Submitted to: The Plant Cell
Publication Type: Peer Reviewed Journal
Publication Acceptance Date: 12/11/2010
Publication Date: 12/30/2010
Citation: Tian, H., Baxter, I.R., Lahner, B., Salt, D.E., Ward, J.M. 2010. Arabidopsis AtNaKR1 is a phloem mobile metal-binding protein necessary for phloem function and root meristem maintenance. The Plant Cell. 22:3963-3979. Interpretive Summary: A major problem for world agriculture is the growing decrease in available arable land. More and more we are working in soils that impart a stress on the plants that make up the crops we depend on. In order for plants to survive without being able to move out of unfavorable soil environments, they adjust the biochemical composition of their tissues through a wide variety of mechanisms. One of these mechanisms is to move elements such as sodium (Na) and potassium (K) from tissue to tissue, including from the root to the shoot and back again. Understanding the molecular basis of these mechanisms will enable the production of crops that are better able to respond to the changing environment and increase yields with fewer inputs. In this study, we identified and characterized a gene which is important for loading Na into the phloem, the 'veins' of the plant responsible for moving molecules out of the leaves to the seeds and roots. The protein also moves into the phloem. Plants without a functional form of this gene, called NAKR1, have altered levels of Na, K and starch in the leaves, have shorter roots and flower later than plants with a functional copy of NAKR1. These results will lead to a better understanding of how plants distribute elements between tissues and ultimately will allow for crop improvement strategies that deal with poor soil quality.
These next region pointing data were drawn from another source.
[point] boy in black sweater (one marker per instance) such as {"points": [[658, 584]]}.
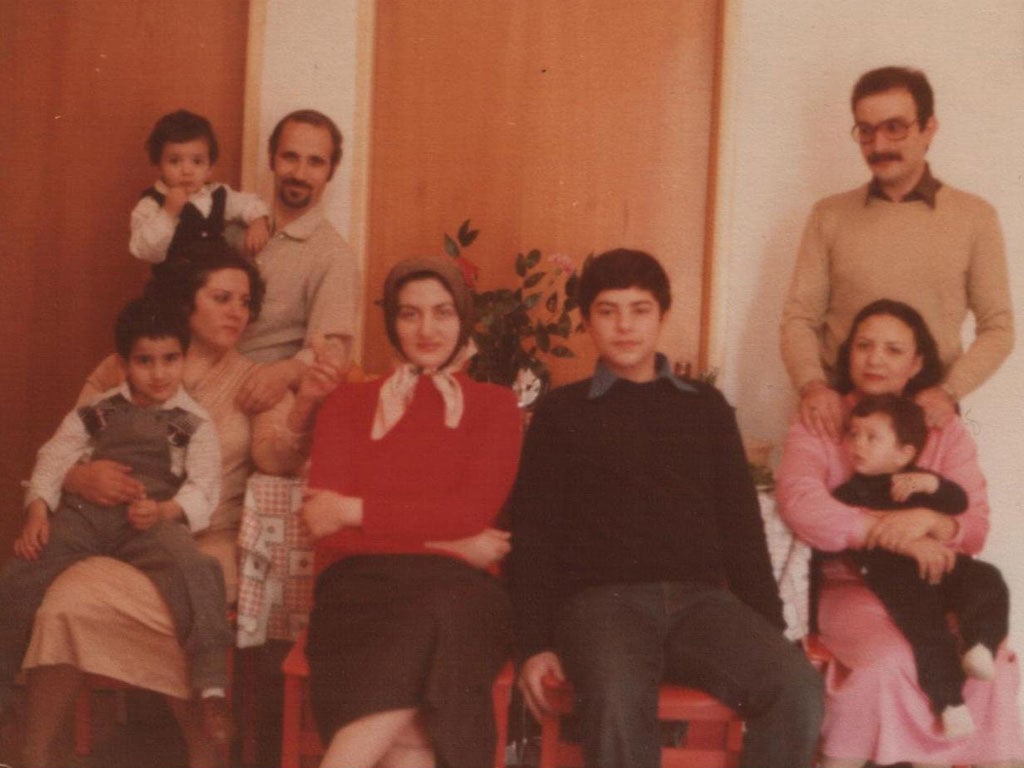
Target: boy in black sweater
{"points": [[639, 551], [885, 435]]}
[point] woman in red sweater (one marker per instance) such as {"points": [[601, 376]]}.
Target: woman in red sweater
{"points": [[409, 473]]}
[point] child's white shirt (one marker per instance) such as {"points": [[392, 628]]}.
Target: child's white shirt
{"points": [[153, 228]]}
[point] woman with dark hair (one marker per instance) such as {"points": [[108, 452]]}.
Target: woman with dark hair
{"points": [[875, 710], [408, 475], [103, 616]]}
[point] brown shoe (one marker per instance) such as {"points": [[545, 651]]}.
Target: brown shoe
{"points": [[217, 719]]}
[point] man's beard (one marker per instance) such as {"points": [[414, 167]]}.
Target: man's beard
{"points": [[288, 190]]}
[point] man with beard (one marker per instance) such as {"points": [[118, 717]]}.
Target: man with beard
{"points": [[904, 236], [311, 273]]}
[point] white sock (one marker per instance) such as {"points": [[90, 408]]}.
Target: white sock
{"points": [[978, 663], [956, 722]]}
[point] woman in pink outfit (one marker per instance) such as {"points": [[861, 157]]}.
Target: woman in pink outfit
{"points": [[875, 710]]}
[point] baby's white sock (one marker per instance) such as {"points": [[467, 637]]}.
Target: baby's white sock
{"points": [[956, 722], [978, 663]]}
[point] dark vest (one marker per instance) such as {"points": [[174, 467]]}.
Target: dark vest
{"points": [[193, 227]]}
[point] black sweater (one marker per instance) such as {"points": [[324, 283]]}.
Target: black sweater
{"points": [[645, 483]]}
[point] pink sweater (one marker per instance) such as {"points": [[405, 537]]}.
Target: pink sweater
{"points": [[812, 467]]}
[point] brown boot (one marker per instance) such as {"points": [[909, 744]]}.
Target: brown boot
{"points": [[217, 719]]}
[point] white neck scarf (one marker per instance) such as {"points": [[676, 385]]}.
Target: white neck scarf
{"points": [[396, 392]]}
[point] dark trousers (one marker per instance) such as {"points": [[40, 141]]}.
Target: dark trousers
{"points": [[973, 591], [620, 642], [190, 583]]}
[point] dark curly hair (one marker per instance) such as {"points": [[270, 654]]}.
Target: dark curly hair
{"points": [[147, 317], [889, 78], [931, 366], [177, 282], [619, 268], [178, 127]]}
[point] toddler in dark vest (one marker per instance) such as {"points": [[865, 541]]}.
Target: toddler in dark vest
{"points": [[884, 437], [183, 206]]}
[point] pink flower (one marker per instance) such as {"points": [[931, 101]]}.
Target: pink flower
{"points": [[563, 262], [470, 271]]}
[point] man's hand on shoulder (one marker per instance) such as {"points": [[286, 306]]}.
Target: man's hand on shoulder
{"points": [[530, 682], [821, 410], [267, 384], [939, 407]]}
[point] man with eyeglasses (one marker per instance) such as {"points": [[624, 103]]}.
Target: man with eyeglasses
{"points": [[903, 236]]}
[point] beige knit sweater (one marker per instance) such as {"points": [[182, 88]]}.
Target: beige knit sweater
{"points": [[942, 261]]}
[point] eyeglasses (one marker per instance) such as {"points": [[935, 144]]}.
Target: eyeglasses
{"points": [[893, 129]]}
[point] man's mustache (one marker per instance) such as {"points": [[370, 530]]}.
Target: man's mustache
{"points": [[882, 157]]}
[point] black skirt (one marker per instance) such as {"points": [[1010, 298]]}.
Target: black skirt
{"points": [[393, 632]]}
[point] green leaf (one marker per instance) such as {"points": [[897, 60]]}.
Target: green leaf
{"points": [[451, 247]]}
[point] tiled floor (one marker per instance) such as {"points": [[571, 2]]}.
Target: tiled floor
{"points": [[147, 738]]}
Technical Abstract: The SODIUM POTASSIUM ROOT DEFECTIVE 1 (NaKR1) encodes a soluble metal binding protein that is specifically expressed in companion cells of the phloem. The nakr1-1 mutant phenotype includes high Na+, K+, and Rb+ accumulation in leaves, short roots, and late flowering. Starch accumulation in the leaves of the mutant was also consistent with defective function on the phloem. Using traditional and DNA microarray-based mapping, a 7 bp deletion was found in an exon of NaKR1 that caused a premature stop. The mutant phenotypes were complemented by the native gene and by GFP and GUS fusions driven by the native promoter. NAKR1-GFP was mobile in the phloem, it moved into sieve elements and into a novel symplasmic domain of the root meristem. Grafting experiments revealed that the high Na+ accumulation was due to loss of NaKR1 function in the leaves. This supports a role for the phloem in recirculating Na+ to the roots to provide Na+ homeostasis. The onset of root phenotypes coincided with NaKR1 expression after germination. Short root length was primarily due to a decrease in cell division rate in the root meristem indicating a role for NaKR1 expression in the phloem in root meristem maintenance.